Due to high dynamic demand of hydraulic applications, very compact and stiff components are needed to fulfil the requirements of the load. The highest power density and a very low losses are therefore needed in order to develop an attractive solution and to satisfy the requirements. An investigation on the state of art of components has to be done focusing on the improvements to be developed fot the industry. The investigation is interested to improve these aspects in order to improve the competitiveness of the manufacturer
· efficiency
· power density
· speed range
· reliability
· cost
Typically, the improvements are focuse three different approaches:
· materials
· structure, dimensions or topology
· control
This work is focused to minimise the ratio power/ volume or mass/ torque of the motor by considering the real limits of temperature during the operating cycle. The sizing strategy is composed of two steps.
The first step is the sizing optimization of the motor with the operating point of the cycle. In this step we allow high level of flux density and the level of current density in the conductors exceeds the usual level for the continuous operating of the machine.
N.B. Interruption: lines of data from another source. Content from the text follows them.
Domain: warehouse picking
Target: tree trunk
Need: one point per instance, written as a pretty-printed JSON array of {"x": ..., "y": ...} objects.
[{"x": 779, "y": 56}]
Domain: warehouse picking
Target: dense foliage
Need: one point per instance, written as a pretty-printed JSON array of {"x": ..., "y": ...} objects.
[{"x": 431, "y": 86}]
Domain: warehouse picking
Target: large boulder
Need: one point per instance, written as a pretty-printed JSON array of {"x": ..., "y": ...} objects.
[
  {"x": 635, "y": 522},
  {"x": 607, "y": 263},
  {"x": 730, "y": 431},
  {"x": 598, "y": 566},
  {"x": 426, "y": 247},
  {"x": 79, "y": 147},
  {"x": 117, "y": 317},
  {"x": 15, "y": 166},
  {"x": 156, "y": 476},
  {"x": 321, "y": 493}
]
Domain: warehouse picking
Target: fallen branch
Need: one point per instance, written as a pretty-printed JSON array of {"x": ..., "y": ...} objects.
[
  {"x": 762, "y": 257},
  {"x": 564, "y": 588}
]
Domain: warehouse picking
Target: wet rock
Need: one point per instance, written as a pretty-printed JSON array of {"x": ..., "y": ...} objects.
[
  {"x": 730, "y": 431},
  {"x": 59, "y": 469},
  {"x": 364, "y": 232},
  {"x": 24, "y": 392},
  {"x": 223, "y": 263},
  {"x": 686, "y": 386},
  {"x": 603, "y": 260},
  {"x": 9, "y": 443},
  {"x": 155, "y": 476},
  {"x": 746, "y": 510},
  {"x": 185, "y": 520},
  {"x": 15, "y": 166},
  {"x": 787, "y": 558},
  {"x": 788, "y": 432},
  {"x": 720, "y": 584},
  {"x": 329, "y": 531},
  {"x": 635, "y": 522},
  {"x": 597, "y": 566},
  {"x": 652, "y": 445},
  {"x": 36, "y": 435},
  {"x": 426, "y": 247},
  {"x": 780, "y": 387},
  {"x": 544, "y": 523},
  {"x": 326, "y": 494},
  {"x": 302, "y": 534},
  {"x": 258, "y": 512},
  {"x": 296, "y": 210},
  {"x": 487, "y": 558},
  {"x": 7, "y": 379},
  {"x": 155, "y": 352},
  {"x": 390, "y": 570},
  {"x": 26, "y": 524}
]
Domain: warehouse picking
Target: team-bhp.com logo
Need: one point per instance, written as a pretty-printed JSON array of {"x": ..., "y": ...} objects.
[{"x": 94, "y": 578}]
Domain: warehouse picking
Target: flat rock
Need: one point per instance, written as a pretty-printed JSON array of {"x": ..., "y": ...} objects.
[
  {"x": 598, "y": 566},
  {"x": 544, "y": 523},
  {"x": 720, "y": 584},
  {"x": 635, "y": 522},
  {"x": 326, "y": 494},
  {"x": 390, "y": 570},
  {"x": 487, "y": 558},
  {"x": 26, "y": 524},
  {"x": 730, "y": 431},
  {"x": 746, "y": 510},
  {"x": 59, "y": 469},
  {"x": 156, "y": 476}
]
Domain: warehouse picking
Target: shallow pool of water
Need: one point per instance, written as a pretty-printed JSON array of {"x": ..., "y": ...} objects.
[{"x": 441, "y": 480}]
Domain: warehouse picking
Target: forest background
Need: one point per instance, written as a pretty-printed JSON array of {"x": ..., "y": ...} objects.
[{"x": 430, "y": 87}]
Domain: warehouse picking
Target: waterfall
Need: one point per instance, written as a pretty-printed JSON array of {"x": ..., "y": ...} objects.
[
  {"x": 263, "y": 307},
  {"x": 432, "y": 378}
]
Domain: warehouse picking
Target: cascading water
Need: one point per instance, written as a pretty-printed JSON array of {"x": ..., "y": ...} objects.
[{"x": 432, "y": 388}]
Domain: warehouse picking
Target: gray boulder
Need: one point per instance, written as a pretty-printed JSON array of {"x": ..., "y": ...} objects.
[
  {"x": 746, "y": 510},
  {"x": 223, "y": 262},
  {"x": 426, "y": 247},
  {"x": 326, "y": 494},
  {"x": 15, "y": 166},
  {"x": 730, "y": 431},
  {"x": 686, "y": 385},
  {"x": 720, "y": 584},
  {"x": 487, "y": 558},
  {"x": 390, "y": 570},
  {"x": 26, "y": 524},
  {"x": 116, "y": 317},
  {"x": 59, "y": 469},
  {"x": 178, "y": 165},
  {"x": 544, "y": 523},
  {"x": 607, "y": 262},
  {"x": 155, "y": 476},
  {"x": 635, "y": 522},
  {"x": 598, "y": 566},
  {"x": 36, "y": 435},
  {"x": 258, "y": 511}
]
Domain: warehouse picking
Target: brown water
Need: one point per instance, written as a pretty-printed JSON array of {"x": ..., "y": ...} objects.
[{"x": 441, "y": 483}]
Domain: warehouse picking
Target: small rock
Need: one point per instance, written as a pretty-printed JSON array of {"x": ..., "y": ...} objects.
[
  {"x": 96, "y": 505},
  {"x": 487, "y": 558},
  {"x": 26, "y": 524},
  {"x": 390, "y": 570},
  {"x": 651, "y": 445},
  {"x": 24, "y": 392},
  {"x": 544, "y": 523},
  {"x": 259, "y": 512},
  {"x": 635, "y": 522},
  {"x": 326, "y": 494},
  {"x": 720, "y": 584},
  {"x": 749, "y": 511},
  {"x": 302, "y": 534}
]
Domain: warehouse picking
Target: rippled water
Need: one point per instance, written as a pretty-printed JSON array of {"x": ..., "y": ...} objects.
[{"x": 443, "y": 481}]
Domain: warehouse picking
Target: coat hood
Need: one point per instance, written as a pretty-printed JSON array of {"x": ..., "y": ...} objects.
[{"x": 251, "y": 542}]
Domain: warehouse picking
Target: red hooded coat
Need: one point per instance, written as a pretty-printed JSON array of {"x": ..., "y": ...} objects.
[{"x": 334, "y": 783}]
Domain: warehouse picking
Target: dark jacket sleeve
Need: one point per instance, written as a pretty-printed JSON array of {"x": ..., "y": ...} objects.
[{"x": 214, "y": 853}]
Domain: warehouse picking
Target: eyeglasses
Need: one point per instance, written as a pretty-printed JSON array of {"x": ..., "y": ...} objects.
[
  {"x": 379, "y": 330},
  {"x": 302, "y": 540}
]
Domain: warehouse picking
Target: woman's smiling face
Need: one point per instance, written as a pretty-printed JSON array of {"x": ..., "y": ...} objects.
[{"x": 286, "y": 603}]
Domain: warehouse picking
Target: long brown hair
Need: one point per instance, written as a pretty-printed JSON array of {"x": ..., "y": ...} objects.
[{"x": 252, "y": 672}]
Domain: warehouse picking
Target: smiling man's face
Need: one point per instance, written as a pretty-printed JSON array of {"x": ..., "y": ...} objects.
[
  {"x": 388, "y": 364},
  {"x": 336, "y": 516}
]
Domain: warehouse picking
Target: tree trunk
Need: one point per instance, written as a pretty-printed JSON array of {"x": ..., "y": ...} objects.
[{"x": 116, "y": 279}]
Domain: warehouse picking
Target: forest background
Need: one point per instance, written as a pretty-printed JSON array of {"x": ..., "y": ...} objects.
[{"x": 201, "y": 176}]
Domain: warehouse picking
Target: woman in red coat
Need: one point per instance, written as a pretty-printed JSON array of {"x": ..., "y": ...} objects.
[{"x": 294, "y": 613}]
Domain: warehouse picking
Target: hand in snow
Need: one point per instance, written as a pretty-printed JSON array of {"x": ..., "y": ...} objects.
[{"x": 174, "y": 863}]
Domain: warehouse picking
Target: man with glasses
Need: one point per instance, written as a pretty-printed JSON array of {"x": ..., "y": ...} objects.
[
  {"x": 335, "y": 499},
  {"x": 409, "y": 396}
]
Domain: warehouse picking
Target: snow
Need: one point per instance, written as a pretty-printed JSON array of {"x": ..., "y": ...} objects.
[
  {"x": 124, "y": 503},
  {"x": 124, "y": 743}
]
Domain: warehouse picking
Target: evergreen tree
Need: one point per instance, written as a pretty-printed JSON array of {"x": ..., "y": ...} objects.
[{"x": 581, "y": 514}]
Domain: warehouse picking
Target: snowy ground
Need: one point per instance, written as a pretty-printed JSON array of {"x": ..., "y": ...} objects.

These two parameters can reduce significantly the volume of the machine.
The second step checks the temperatures in the machine by simulating the entire cycle. So suitable models for optimization tools are carried out and are a compromise between the time computing and the required accuracy. Consequently, a magnetic model taking account of the cross saturation in the machine by using the nodal network method has been carried out ; efficient iron losses model in the flux weakening operation has been carried out and thermal model using too the nodal network method has been carried out. The thermal model is the main point for the sizing strategy so, a particular attention is needed.